Nous le crûmes... pendant l'espace d'une année entière ». Ensuite « nous crûmes,
jusqu'en 1830, que le romantisme était l'imitation des Allemands, et nous y ajoutâmes
les Anglais sur le conseil qu'on nous en donna... De 1830 à 1831, nous crûmes que le
romantisme était le genre historique... De 1831 à l'année suivante... nous pensâmes que
c'était le genre intime, dont on parlait fort. Mais quelque peine que nous ayons prise,
nous n'avons jamais pu découvrir ce que c'était que le genre intime... De 1832 à 1833,
il nous vint à l'esprit que le romantisme pouvait être un système de philosophie et
d'économie politique... De 1833 à 1834, nous crûmes que le romantisme consistait à
ne pas se raser, et à porter des gilets à larges revers, très empesés. L'année suivante,
nous crûmes que c'était de refuser de monter la garde. L'année d'après, nous ne crûmes
rien ». Ils consultent alors un jeune homme qui a la prétention de s'y connaître en
parisianisme et en littérature, et celui-ci leur déclare : le romantisme est indéfinissable.
« C'est l'étoile qui pleure, le vent qui vagit, ... le jet inespéré, l'extase alanguie, la citerne
sous les palmiers... la robe blanche des saules... l'infini et l'étoile... le désenivré... le
diamétral, le pyramidal... le tourbillonnant », etc. Alors, réduits à leurs propres forces,
ils trouvent enfin ce qu'est le romantisme, et que pour transporter n'importe quel texte
en style romantique le procédé « est très simple : il suffit d'ajouter quantité d'adjectifs.

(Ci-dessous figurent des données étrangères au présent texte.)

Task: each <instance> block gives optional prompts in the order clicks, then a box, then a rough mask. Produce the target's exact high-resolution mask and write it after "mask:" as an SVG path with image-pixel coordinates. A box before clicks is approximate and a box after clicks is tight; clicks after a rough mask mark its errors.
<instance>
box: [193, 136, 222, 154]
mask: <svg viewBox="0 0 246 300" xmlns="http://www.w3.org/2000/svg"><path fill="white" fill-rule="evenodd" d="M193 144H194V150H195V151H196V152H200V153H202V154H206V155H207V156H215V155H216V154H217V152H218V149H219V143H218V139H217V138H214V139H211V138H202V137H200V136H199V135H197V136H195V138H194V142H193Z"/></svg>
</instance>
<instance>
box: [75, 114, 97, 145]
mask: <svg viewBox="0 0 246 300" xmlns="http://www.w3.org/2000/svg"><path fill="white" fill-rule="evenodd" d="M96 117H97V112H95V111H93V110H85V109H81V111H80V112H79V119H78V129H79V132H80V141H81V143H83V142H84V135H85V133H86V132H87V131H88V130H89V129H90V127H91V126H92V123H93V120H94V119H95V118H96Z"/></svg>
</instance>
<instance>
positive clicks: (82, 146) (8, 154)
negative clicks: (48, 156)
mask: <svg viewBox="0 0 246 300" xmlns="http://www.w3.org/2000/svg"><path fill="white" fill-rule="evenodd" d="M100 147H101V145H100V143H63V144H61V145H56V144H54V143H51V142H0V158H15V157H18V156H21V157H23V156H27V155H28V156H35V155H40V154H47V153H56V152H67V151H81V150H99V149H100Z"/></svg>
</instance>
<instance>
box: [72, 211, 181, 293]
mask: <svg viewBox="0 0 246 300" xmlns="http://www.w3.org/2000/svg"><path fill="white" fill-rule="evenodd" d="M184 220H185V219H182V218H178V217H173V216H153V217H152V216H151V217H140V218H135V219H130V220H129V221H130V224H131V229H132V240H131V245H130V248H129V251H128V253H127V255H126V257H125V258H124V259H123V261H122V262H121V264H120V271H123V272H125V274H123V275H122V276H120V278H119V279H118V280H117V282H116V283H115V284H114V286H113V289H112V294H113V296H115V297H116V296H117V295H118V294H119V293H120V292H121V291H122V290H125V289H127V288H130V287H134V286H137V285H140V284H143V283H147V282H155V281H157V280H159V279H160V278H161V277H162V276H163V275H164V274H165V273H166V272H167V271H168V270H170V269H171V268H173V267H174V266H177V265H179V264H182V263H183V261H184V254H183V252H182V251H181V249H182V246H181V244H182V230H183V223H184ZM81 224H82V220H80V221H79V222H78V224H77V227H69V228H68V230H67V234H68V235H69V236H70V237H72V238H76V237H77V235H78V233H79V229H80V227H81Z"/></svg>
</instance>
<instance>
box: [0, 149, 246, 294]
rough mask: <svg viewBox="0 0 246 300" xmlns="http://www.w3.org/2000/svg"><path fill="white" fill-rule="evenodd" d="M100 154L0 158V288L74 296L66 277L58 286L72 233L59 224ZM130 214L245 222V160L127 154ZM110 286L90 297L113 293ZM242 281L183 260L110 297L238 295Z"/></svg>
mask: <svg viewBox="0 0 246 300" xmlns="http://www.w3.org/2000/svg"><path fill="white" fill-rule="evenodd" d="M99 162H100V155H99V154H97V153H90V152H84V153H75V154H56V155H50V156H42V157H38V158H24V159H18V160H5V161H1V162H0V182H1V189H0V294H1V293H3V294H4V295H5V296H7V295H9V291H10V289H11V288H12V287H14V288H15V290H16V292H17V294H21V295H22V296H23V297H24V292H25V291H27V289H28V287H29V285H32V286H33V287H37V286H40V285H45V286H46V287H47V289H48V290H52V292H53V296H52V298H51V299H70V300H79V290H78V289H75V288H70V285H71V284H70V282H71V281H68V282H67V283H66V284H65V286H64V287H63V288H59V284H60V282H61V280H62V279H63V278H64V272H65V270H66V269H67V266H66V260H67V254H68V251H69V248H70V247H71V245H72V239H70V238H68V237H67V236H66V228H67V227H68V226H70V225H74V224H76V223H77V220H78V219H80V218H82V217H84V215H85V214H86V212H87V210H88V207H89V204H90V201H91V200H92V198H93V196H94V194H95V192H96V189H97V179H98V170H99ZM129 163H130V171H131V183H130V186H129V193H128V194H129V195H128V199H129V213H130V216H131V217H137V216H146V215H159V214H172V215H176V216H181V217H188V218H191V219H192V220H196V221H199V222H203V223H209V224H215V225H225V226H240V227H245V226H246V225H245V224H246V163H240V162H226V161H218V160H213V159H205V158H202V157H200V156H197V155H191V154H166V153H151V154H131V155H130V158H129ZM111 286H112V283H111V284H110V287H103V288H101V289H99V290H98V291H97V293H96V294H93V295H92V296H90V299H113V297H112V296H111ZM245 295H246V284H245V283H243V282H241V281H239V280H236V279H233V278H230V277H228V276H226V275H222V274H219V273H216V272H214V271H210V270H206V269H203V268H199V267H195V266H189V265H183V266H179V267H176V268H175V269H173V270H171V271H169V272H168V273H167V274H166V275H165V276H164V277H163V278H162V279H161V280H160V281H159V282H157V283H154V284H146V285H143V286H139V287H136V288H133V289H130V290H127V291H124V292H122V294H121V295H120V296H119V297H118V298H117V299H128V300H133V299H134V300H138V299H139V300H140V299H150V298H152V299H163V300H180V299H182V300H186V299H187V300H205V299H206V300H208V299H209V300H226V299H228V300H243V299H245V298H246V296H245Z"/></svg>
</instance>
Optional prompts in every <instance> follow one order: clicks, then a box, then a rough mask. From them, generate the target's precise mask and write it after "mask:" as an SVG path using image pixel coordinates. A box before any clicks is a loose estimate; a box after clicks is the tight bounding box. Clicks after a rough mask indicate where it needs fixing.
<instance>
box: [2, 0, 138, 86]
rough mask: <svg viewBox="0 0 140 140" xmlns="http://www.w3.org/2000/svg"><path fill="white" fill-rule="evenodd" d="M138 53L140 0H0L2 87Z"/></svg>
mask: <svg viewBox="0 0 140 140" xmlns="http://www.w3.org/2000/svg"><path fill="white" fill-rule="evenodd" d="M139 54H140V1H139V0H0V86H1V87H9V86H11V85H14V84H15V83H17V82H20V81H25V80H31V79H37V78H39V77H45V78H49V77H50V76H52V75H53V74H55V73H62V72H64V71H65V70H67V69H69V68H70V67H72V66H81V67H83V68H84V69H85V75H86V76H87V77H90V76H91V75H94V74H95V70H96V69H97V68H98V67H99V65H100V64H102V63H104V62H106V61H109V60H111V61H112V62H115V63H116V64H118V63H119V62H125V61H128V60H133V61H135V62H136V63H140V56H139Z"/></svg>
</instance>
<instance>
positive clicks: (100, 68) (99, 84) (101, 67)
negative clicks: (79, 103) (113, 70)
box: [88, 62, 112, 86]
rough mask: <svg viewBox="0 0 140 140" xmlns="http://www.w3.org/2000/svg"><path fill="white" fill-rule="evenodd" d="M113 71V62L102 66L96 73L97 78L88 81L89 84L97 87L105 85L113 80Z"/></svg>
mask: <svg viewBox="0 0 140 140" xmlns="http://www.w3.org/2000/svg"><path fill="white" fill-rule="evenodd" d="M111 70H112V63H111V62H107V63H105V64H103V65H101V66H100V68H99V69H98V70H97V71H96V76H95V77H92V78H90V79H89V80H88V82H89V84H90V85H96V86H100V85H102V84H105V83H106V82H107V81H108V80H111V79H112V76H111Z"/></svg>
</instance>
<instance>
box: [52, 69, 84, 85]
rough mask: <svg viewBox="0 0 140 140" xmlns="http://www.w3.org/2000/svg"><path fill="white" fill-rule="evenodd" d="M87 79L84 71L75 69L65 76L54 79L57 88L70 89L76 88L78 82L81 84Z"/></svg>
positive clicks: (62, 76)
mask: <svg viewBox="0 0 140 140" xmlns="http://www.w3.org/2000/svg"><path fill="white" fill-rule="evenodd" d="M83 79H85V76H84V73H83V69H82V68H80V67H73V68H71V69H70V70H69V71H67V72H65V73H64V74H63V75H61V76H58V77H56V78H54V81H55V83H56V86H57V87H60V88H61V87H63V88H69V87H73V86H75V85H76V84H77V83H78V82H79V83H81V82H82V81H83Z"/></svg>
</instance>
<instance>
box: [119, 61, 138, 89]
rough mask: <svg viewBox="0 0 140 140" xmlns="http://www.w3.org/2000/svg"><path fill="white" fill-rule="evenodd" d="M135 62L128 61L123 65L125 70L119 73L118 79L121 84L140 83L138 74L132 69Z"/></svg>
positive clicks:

Si nous avons cité un peu longuement ce texte, c'est bien parce que sous sa forme
humoristique cette fable contient plus d'un enseignement. On y trouve un assez bon
répertoire des thèmes, des genres, des catégories esthétiques - et même des
comportements - qu'affectionnait le romantisme comme mouvement. Le romantisme
est un état d'esprit global, qui inspire tous des cas particuliers.
c) Sens psychologique
Un troisième sens du terme tient à la psychologie et à l’homme en tant qu’être
psychique. C’est une extrapolation du sens esthétique par le biais philosophique et
psychologique, tendance soutenue dans le XXe siècle. Selon cette tendance le
romantisme serait un état d’esprit ou d’âme, caractérisant certaines étapes de la vie de
l’individu, notamment l’adolescence et la jeunesse. Des comportements spécifiques y
sont associés : des rêveries, le premier amour gâché, des nostalgies inexplicables, des
mélancolies, l’analyse des premiers souvenirs douloureux, l’éclat en larmes, une
certaine sensibilité exacerbée, la tendance d’isolement intérieur, les premières
interrogations concernant l’existence et l’existentialisme, des attitudes révoltées sans
raison, le penchant vers l’imagination outre mesure, etc. Les psychologues apprécient
comme normaux ces états suivant des paramètres mesurables et marqués dans des
tableaux médicaux au-delà desquels un état d’âme de ce type est estimé maladif,
ouvrant vers des formes dépressives. Par voie de conséquence, des expressions comme
« un jeune homme romantique » ou « le romantisme de la vie de quelqu’un » renvoient,
de nos jours et au-delà des sens chronologique et esthétique, à l’état d’esprit d’une
personne trouvée dans une certaine phase de sa vie.